La survenue d’un diagnostic de cancer pendant la grossesse place les médecins dans un schéma décisionnel difficile : faut-il procéder à un avortement médical ? Faut-il retarder le traitement ? Selon une étude présentée lundi au congrès européen de cancérologie ECCO-ESMO, à Vienne, la réponse à ces deux questions est « non ».
Il y a trois ans, le Pr Frédéric Amant, de l’hôpital universitaire de Louvain, et ses collègues avaient déjà publié dans le « Journal of Clinical Oncology » des résultats montrant le faible impact du traitement sur le déroulement de la grossesse et sur la santé des enfants après la naissance. Ces travaux manquaient de puissance car il n’y avait pas de point de comparaison dans la population générale. Les chercheurs ont souhaité y remédier dans cette nouvelle étude, publiée simultanément dans le « New England Journal of Medicine ».
129 enfants, nés de mères chez qui un cancer avait été diagnostiqué au cours de la grossesse, ont été comparés, un à un, à 129 enfants nés de mères sans cancer (après la même durée gestationnelle).
Il s’agit d’un effectif réduit mais « significatif, compte tenu du nombre relativement faible de patientes que cela représente chaque année », estime le Pr Amant. Parmi les 129 mères de l’étude, 89 ont reçu une chimiothérapie puis 1 chirurgie, 4 ont été traitées par radiothérapie puis 1 chirurgie, et 7 ont reçu une combinaison de chimio et radiothérapie, suivie d’une chirurgie.

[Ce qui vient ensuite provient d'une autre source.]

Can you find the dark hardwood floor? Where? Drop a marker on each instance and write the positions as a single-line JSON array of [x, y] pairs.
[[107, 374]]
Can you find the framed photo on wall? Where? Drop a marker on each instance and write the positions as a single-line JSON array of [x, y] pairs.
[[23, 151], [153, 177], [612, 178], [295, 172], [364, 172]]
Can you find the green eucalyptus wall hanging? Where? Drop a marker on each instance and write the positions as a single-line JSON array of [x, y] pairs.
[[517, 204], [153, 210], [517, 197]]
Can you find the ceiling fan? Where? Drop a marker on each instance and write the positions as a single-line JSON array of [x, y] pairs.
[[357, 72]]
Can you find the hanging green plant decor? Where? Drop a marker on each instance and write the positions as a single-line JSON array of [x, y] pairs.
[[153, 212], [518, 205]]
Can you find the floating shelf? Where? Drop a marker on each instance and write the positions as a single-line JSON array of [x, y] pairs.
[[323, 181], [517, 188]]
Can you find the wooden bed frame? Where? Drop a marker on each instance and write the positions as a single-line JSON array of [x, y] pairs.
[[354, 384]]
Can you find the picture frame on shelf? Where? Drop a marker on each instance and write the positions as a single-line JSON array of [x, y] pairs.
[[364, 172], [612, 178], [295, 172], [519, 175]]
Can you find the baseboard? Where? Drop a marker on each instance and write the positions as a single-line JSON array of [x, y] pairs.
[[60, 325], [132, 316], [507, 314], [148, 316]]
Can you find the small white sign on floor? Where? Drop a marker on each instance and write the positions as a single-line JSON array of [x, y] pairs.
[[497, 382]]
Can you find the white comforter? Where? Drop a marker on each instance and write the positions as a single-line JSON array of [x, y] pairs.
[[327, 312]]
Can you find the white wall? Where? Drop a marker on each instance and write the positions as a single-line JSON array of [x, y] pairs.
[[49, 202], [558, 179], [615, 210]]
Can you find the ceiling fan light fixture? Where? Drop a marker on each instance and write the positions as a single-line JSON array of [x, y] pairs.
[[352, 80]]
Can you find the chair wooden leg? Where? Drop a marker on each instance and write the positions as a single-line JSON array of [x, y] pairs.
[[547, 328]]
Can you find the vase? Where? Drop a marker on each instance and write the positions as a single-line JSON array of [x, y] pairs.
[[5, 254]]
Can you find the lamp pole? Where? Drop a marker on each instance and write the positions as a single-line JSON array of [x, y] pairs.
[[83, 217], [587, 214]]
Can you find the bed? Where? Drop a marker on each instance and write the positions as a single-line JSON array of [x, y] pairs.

Une seule patiente a été traitée par un agent biologique, le trastuzumab, et une autre a été traitée par l’interféron bêta. Enfin, 13 patientes ont été directement opérées et 14 n’ont bénéficié d’aucun traitement.
La prématurité n’est pas aggravée par la chimiothérapie
L’évaluation a reposé sur des examens pédiatriques et neurologiques, et sur la mesure du score cognitif de l’enfant sur l’échelle de Bayley. L’état général de santé des enfants nés de mères malades était à peu près le même que celui des enfants du groupe contrôle, avec un score médian de 101. « Le résultat le plus important est que les scores cognitifs étaient les mêmes dans les deux groupes », explique le Pr Amant.
La prématurité (moins de 37 semaines aménorrhée) était associée à un score cognitif plus faible (-2,2 points par semaine aménorrhée) mais, à prématurité égale, les enfants prématurés nés de mères malades n’avaient pas des scores cognitifs plus faibles que les autres.
Un changement de paradigme
Actuellement, le taux de prématurité est important parmi les enfants de mères traitées pendant la grossesse : 61,2 %. De plus 22 % des enfants avaient un poids à la naissance inférieur au dernier percentile de la population générale. « Ces prématurités sont liées à des décisions médicales : les médecins ont décidé de provoquer l’accouchement, parfois vers 32 semaines, pour pouvoir poursuivre le traitement par la suite, explique le Pr Amant, il faudra reconsidérer ce genre de décision à l’avenir, car nos chiffres montrent que la chimiothérapie n’a pas d’effet significatif sur le développement de l’enfant. En Belgique, cela fait dix ans que nous menons cette étude et le paradigme est en train de changer. »
Le Pr Amant reste cependant prudent sur un point : les femmes de l’étude sous chimiothérapie bénéficiaient de traitements un peu anciens. « Nous n’avons aucune information sur l’impact des nouvelles molécules et de l’immunothérapie », conclut-il.